Именно так она и сказала матери во время их краткого разговора перед обедом, когда доктор Буковский отсутствовал, принимая в кабинете последнего пациента.
— Отец узнал, с кем ты была у моря, — сообщила дочери мать, стараясь говорить как можно тише, хотя, кроме них, в комнате никого не было.
— Как это «с кем»? — Катажина попробовала изобразить удивление. — В чем дело, мама?
— По крайней мере, не лгала бы собственной матери. — Ее узкие бледные губы сложились в гримасу плача, а белые подвижные пальцы начали нервно мять носовой платок.
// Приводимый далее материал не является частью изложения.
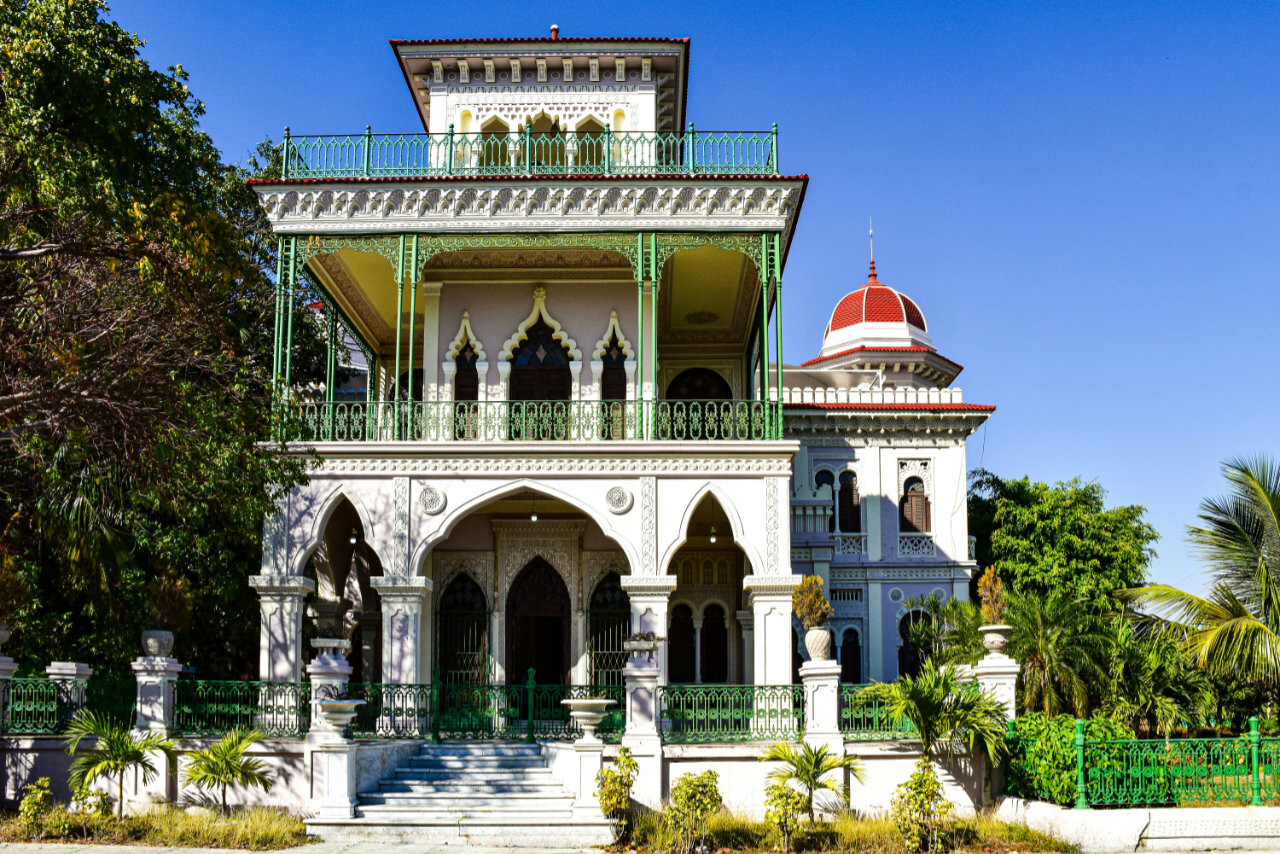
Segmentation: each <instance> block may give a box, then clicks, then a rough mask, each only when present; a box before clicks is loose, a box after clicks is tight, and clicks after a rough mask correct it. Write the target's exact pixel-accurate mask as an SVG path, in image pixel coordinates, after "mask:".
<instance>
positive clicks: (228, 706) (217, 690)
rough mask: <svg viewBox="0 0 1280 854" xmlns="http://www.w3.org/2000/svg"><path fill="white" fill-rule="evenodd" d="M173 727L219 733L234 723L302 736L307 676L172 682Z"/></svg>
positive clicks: (305, 707) (258, 728)
mask: <svg viewBox="0 0 1280 854" xmlns="http://www.w3.org/2000/svg"><path fill="white" fill-rule="evenodd" d="M173 718H174V722H173V731H174V732H175V734H177V735H223V734H224V732H228V731H229V730H233V729H234V727H237V726H243V727H248V729H257V730H261V731H262V732H265V734H266V735H269V736H271V737H297V736H303V735H306V732H307V729H310V726H311V684H310V682H233V681H198V680H193V679H179V680H178V681H177V682H174V708H173Z"/></svg>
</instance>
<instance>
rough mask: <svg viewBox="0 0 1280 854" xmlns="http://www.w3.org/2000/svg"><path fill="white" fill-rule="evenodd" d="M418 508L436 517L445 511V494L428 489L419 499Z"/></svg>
mask: <svg viewBox="0 0 1280 854" xmlns="http://www.w3.org/2000/svg"><path fill="white" fill-rule="evenodd" d="M417 506H419V507H421V508H422V512H424V513H426V515H428V516H435V515H436V513H440V512H443V511H444V493H443V492H440V490H439V489H436V488H435V487H428V488H426V489H424V490H422V494H421V495H420V497H419V499H417Z"/></svg>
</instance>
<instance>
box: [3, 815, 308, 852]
mask: <svg viewBox="0 0 1280 854" xmlns="http://www.w3.org/2000/svg"><path fill="white" fill-rule="evenodd" d="M29 841H45V842H91V844H99V845H161V846H179V845H180V846H187V848H236V849H242V850H248V851H271V850H278V849H282V848H293V846H296V845H303V844H306V842H308V841H315V840H312V839H308V837H307V835H306V827H305V826H303V823H302V819H301V818H298V817H297V816H293V814H291V813H287V812H284V810H282V809H268V808H264V807H253V808H250V809H244V810H237V812H233V813H230V814H229V816H225V817H224V816H218V814H216V813H209V814H196V816H188V814H187V813H184V812H182V810H180V809H175V808H172V807H164V808H157V809H156V810H154V812H151V813H147V814H143V816H125V817H124V818H120V819H118V818H115V817H111V816H86V814H79V813H69V812H67V810H65V808H63V807H60V805H59V807H55V808H54V809H52V810H51V812H49V813H47V814H45V816H44V818H42V821H41V827H40V830H38V831H36V832H33V834H28V832H27V828H24V827H23V826H22V823H20V821H19V819H18V818H17V817H15V816H5V817H3V818H0V842H29Z"/></svg>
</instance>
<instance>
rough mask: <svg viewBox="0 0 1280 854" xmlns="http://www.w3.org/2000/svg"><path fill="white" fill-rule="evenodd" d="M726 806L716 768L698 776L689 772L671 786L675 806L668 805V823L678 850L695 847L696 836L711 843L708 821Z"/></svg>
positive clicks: (701, 839)
mask: <svg viewBox="0 0 1280 854" xmlns="http://www.w3.org/2000/svg"><path fill="white" fill-rule="evenodd" d="M723 805H724V802H723V800H722V799H721V794H719V775H717V773H716V772H714V771H704V772H703V773H699V775H694V773H686V775H685V776H682V777H681V778H680V780H677V781H676V785H675V786H672V787H671V805H668V807H667V822H668V823H669V827H671V832H672V837H673V842H675V849H676V850H677V851H685V853H687V851H691V850H694V837H695V836H696V837H698V844H699V845H700V846H704V845H705V844H707V822H708V819H709V818H710V817H712V816H714V814H716V813H718V812H719V810H721V808H722V807H723Z"/></svg>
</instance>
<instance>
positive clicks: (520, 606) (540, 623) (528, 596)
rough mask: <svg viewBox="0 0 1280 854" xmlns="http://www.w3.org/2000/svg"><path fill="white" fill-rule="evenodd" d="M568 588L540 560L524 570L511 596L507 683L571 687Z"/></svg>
mask: <svg viewBox="0 0 1280 854" xmlns="http://www.w3.org/2000/svg"><path fill="white" fill-rule="evenodd" d="M568 627H570V604H568V589H567V588H566V586H564V581H562V580H561V576H559V572H557V571H556V570H554V568H552V565H550V563H548V562H547V561H544V560H543V558H540V557H535V558H534V560H532V561H530V562H529V563H527V565H526V566H525V568H522V570H521V571H520V575H517V576H516V580H515V581H513V583H512V585H511V593H509V594H507V682H509V684H512V685H522V684H524V682H525V681H526V680H527V679H529V668H530V667H532V668H534V681H536V682H538V684H539V685H568V684H570V676H568V665H570V652H568Z"/></svg>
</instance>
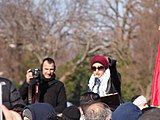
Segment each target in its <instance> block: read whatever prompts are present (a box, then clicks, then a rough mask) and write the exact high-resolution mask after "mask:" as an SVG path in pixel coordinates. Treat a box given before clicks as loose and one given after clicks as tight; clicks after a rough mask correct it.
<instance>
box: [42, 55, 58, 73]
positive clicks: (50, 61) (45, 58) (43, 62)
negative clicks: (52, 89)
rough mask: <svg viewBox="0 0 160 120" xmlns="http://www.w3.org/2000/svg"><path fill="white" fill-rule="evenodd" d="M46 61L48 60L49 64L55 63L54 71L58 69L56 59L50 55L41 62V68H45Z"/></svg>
mask: <svg viewBox="0 0 160 120" xmlns="http://www.w3.org/2000/svg"><path fill="white" fill-rule="evenodd" d="M45 61H47V62H48V63H49V64H51V63H53V64H54V71H55V70H56V64H55V61H54V60H53V59H52V58H50V57H47V58H44V59H43V61H42V64H41V70H42V68H43V64H44V62H45Z"/></svg>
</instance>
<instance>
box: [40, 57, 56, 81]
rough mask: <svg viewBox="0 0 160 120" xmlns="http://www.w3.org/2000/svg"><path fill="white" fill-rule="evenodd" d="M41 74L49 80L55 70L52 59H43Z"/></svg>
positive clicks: (54, 65) (47, 57) (51, 76)
mask: <svg viewBox="0 0 160 120" xmlns="http://www.w3.org/2000/svg"><path fill="white" fill-rule="evenodd" d="M41 70H42V74H43V76H44V77H45V78H47V79H50V78H51V77H52V76H53V75H54V72H55V70H56V65H55V61H54V60H53V59H52V58H49V57H47V58H45V59H43V61H42V64H41Z"/></svg>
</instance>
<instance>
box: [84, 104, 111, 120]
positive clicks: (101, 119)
mask: <svg viewBox="0 0 160 120" xmlns="http://www.w3.org/2000/svg"><path fill="white" fill-rule="evenodd" d="M111 114H112V112H111V110H110V108H109V107H108V105H107V104H105V103H102V102H97V103H93V104H91V105H90V106H89V107H88V108H87V110H86V111H85V113H84V116H85V120H110V119H111Z"/></svg>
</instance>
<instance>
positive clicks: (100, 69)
mask: <svg viewBox="0 0 160 120" xmlns="http://www.w3.org/2000/svg"><path fill="white" fill-rule="evenodd" d="M91 69H92V70H93V71H96V70H97V69H98V70H99V71H101V70H104V67H103V66H98V67H95V66H92V67H91Z"/></svg>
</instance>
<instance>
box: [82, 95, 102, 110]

Она выглядела жалкой в своей беспомощности, и Катажина уже хотела было притянуть ее к себе, обнять, погладить ее сморщенное лицо. Но ее удержало от этого какое-то неизвестное ей до сих пор чувство: глухая и беспомощная злость, не позволявшая произнести слова примирения.
— Ах, мама, оставь, пожалуйста! Почему вы с отцом продолжаете относиться ко мне, как к маленькому ребенку?
«Как же это могло произойти? — размышляла она холодно, не слушая доводов матери. — Мы забрались в такую глухомань, и, несмотря на это, кто-то видел нас вместе. Глупая случайность, но их набирается все больше и больше. Ничего-то не скроешь на долгое время от жадных взоров наших любимых ближних».
Для матери это известие было не первым, но, подтвержденное нынче мужем, не оставляло никакой надежды на безболезненное разрешение назревавшего конфликта. Теперь она разделяла гнев мужа, хотя прежде боялась осуждать дочь и все время колебалась, то веря, то не веря в то, что злочевские сплетники охотно подсовывали ей, выдавая за истинную правду.